Here are two methods that each produce the same figure shown at the bottom.
Method 1 shows a solution using k = convhull(x,y)
% Create coordinates that form a circle
th = linspace(0,2*pi,60);
x = sin(th);
y = cos(th);
% Scatter the order of the coordinates so they
% are no longer sequential
idx = randsample(numel(x), numel(x));
x = x(idx);
y = y(idx);
% Compute 2D convext hull
idx = convhull(x,y);
% Plot before and after sort
figure()
subplot(1,2,1)
plot(x,y,'r-o')
axis square
grid on
title('Original scattered coordinates')
subplot(1,2,2)
plot(x(idx), y(idx), 'r-o')
axis square
grid on
title('Sorted coordinates')
Method 2 shows a solution using proximity. This method relies on the following assumptions:
  • The perimeter line does not cross over itself.
  • The distance between coordinate A and it's neightboring coordinate B is the minimum distance between coordinate A and any other coordinate in the perimeter execept, perhaps the coordinate that come sequentially before A. In other words, if parts of the parimeter come very close to eachother such that their distance is closer than the interval of coordinates, this will fail.

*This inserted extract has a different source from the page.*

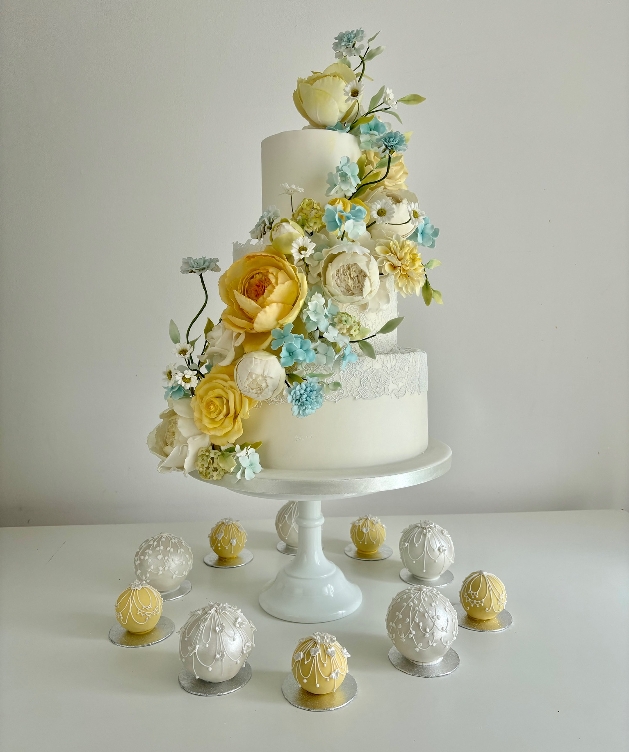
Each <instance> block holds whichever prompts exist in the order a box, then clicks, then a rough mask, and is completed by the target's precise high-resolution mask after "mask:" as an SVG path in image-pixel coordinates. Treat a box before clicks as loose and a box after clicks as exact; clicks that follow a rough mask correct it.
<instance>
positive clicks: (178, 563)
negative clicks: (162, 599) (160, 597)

See inline comments for details.
% Create coordinates that form a circle
th = linspace(0,2*pi,60);
x = sin(th);
y = cos(th);
% Scatter the order of the coordinates so they
% are no longer sequential
idx = randsample(numel(x), numel(x));
x = x(idx);
y = y(idx);
% Set up loop variables. The first coordinate
% will be the first coordinate in the new, sorted order.
yIdx = [1,nan(size(y)-1)];
xyTemp = [x(:), y(:)];
xyTemp(1,:) = NaN;
idx = [1, nan(1, numel(x)-1)];
counter = 0;
% Loop through each coordinate and find its nearest neightbor,
% Then eliminate that coordinate from being chosen again, and
% then start the loop again finding the nearest neighbor to
% the pointe we just located.
while any(isnan(idx))
counter = counter+1;
% find closest coordinate to (x(i),y(i)) that isn't already taken
[~, idx(counter+1)] = min(pdist2(xyTemp,[x(idx(counter)), y(idx(counter))]));
% Eliminate that from the pool
xyTemp(idx(counter+1),:) = NaN;
end
% Plot before and after sort
figure()
subplot(1,2,1)
plot(x,y,'r-o')
axis square
grid on
title('Original scattered coordinates')
subplot(1,2,2)
plot(x(idx), y(idx), 'r-o')
axis square
grid on
title('Sorted coordinates')

3 Comments

Thank you, I also tried convex hull and alpha shape approach but came back to proximity based sorting,
Adam Danz
Adam Danz on 1 Apr 2020
Edited: Adam Danz on 1 Apr 2020
george a, I've updated my answer to show how to use convhull to solve this problem but it may not work on many types of perimeters where the proximity method may work.